Может статься, весь смысл здесь в этом слове “добрая”, ведь, наверное, душевная чистота, прямодушие, мягкосердечие, кротость в принципе неприемлемы для самодержца вообще, а в условиях России особенно? Выходит, прав Никколо Маккиавели, сказавший в свое время, что государь, руководствующийся принципами добра, пропадет, поскольку живет среди людей порочных и злых? А ведь и “основоположники” Карл Маркс и Фридрих Энгельс отделяли мораль от политики, подчеркивая необязательность, да и ненужность соблюдения правителем нравственных правил. А согласно Льву Троцкому, основа личности руководителя – вовсе не его душевные качества, а целеустремленность, решимость, непримиримость к врагам. И мы знаем не понаслышке: при коммунистическом режиме имморализм властей предержащих, чуждых начаткам нравственности и творивших зло в небывалых доселе масштабах, прочно укрепился в СССР, где все было подчинено политике и утопическим доктринам. “Союз нерушимый” распался, разрушился, но просуществовал долго, продемонстрировав жизнестойкость самой идеи нечистой и аморальной власти.
Однако в рассматриваемый нами исторический период декларировались совсем иные постулаты: мысль о “добродетельном монархе” овладела, казалось бы, всеми. Подробно прослеживать генезис и историю сего понятия здесь невозможно, но бесспорно, что традиция единства политики и морали укоренилась в общественном сознании еще в достопамятные времена. Плутарх предъявлял к правителю нравственные требования. Для великого Аристотеля во власти и политике должны участвовать лишь люди достойные. И Сенека в трактате “О милосердии” утверждал: тот правитель, у коего власть соединена с добродетелью, есть избранник богов. В этом же духе высказывались Плиний и Тацит. А говоря о временах более поздних, можно вспомнить Габриэля Бонно де Мабли, который называл политику общественной моралью, а мораль – частной политикой. Хорошая политика, по Мабли, не отличается от здоровой нравственности. И согласно Жану-Жаку Руссо, власть неотделима от морали, и все, что является нравственным злом, является злом и в политике.

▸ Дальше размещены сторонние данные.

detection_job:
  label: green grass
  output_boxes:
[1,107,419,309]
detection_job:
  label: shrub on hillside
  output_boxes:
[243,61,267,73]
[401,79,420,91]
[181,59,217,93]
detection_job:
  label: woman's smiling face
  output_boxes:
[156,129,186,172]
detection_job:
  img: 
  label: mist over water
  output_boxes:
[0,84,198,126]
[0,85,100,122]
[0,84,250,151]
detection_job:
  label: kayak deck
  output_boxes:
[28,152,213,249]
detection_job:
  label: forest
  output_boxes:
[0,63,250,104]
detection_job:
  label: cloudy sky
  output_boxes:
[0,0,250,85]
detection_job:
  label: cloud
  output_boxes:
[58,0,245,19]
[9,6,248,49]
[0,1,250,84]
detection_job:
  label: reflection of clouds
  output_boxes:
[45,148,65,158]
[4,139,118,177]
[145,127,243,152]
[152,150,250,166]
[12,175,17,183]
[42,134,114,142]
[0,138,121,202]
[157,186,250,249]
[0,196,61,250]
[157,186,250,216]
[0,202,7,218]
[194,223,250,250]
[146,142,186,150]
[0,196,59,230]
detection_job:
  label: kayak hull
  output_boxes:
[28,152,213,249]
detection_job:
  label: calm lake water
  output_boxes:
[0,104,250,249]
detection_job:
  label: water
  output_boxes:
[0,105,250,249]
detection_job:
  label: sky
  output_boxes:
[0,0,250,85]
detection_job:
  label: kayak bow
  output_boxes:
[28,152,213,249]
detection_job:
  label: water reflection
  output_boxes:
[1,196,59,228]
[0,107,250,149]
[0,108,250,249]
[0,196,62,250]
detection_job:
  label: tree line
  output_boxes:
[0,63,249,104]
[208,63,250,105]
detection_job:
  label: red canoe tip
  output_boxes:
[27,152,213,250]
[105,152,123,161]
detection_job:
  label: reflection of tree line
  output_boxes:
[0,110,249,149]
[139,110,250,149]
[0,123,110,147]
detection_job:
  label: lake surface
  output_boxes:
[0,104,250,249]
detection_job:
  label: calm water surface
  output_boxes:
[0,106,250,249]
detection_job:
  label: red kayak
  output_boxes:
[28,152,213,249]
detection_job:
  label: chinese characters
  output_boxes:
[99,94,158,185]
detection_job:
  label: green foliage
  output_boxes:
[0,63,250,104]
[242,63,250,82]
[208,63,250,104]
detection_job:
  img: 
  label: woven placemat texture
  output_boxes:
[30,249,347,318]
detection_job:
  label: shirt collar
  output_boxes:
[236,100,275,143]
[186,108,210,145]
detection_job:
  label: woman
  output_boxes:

Образ милосердного добродетельного монарха становится характерным и для европейских литератур барокко и классицизма. Под несомненным влиянием французского классицизма добродетельный монарх обретает голос в русской драматургии XVIII века. А в отечественной поэзии восхваление добродетелей венценосца предусматривалось самими законами панегирического жанра, и потому апологетика такого рода упорно и настойчиво повторяется практически в каждой торжественной оде или стихотворном посвящении. Стоит ли объяснять, что то был риторический прием, а приписываемые (всем) монархам и монархиням (одинаковые) “доброты” – мнимые и имели к ним такое же отношение, как “Моральный кодекс строителя коммунизма” к беспринципным партийным аппаратчикам брежневского застоя.